Le fils, quelque peu timide, s’approcha vers le magnifique chien-loup qui s’assoyait devant lui. Leur regard se rejoignit un peu comme s’ils se connaissaient depuis des lunes. L’épouse de Don, une grande jeune femme aux cheveux noirs voltigeant dans ce vent si particulier lorsqu’il resquille entre les arbres lui dit : Ne crains rien, il n’est pas méchant. Chelle, tu viens rencontrer ton prochain ami de maternelle ?
La fillette aux cheveux aussi noirs que ceux de sa mère, aux yeux d’un brun luisant, trottinant vers les nouveaux arrivés, regardait Benjamin d’un regard pénétrant qui redoublait sa beauté naïve. Bonjour ! Tu aimes mon chien?
Pour une des premières rencontres avec un enfant de son âge, Benjamin, faisant passer ses livres d’un bras à l’autre, ne se sentit absolument pas embarrassé. Le mien s’appelle Walden, dit-il, flattant le chien-loup dont la douceur l’émerveillait. Nous, c’est une femelle que nous surnommons Ojibwée. C’est le nom de notre langue maternelle.

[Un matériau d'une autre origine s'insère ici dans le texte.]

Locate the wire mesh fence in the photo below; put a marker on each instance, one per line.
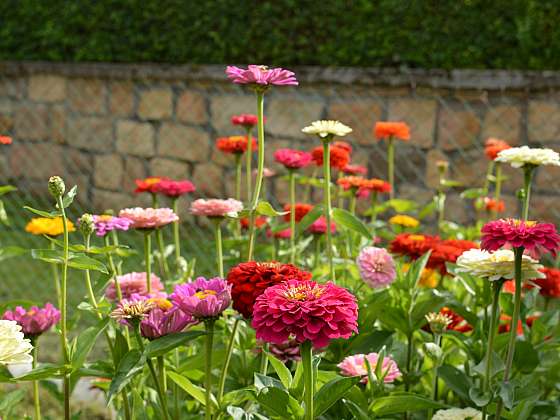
(101, 129)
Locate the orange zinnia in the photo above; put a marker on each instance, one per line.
(399, 130)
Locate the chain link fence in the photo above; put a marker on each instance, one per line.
(103, 126)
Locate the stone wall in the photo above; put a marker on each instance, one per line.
(103, 125)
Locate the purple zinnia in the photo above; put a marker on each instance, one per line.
(34, 321)
(376, 266)
(203, 298)
(261, 75)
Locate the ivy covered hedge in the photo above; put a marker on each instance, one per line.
(520, 34)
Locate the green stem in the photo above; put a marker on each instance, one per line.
(518, 253)
(309, 381)
(208, 378)
(497, 286)
(292, 181)
(229, 352)
(260, 170)
(63, 313)
(327, 194)
(391, 165)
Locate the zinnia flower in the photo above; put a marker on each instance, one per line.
(305, 311)
(327, 128)
(399, 130)
(203, 298)
(292, 159)
(149, 218)
(171, 188)
(133, 284)
(376, 267)
(496, 265)
(34, 321)
(249, 280)
(261, 76)
(48, 226)
(404, 220)
(14, 348)
(540, 237)
(355, 365)
(458, 414)
(216, 208)
(339, 158)
(494, 146)
(235, 144)
(518, 157)
(161, 322)
(106, 223)
(301, 210)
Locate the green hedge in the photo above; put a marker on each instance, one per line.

- Ma belle-mère se repose actuellement, mais je suis certaine qu’elle se fera un plaisir de vous revoir. Si elle peut lire ta grossesse, tu dois t’attendre à ne recevoir que la vérité. Elle ne raconte que ce qu’elle voit et ressent. N’invente rien.
- C’est la raison pour laquelle nous nous arrêtons aujourd’hui. Mon amie sage-femme prévoit que ça sera un deuxième garçon qui naîtra en avril prochain. Mais ce que je veux entendre de ta belle-mère ça regarde surtout l’aspect spirituel.
- Laissons-là se reposer. Je vais préparer une limonade, il fait si chaud.
- Je t’accompagne.
Nous voici en présence de trois duos, celui des femmes qui entrent dans la maison, de deux enfants se dirigeant vers le tipi et qu’un chien-loup chaperonne, finalement deux hommes accoudés sur la camionnette.
- Tu y tiens à tes livres ? Benjamin les plaça sur les genoux de la fillette qui, surprise, le fixant, ne semblait trop comment réagir. On n’a pas beaucoup de livres chez nous. On parle plus qu’on lit. Quand on lit, c’est ma grand-mère qui le dit, c’est les paroles des autres, leurs pensées, pas les nôtres.
- Moi, je lis beaucoup et cela depuis plusieurs lunes, enchaîna Benjamin.
- Tu comptes le temps en lunes?
Benjamin ne sembla pas bien saisir les propos de Chelle, mais remarqua que le chien-loup soutenait le regard de la fillette comme si ces derniers mots lui disaient quelque chose.
- Chez les membres de ma famille, la lune est très importante. Elle nous aide à suivre le temps.
- Moi aussi je suis ami avec la lune. Je lui donne un nom, «perle fabuleuse».
- Comme c’est beau. Ça ressemble à bien des mots que ma grand-mère dit. Des fois, je ne la comprends pas, mais c’est beau ce qu’elle dit.
- Je vais l’aimer ta grand-mère, surtout si elle aime la lune comme moi.
Un certain silence s’installa entre les deux enfants, Chelle feuilletant chacun des bouquins que son nouvel ami lui avait prêtés. Lui, il caressait la chienne avec affection.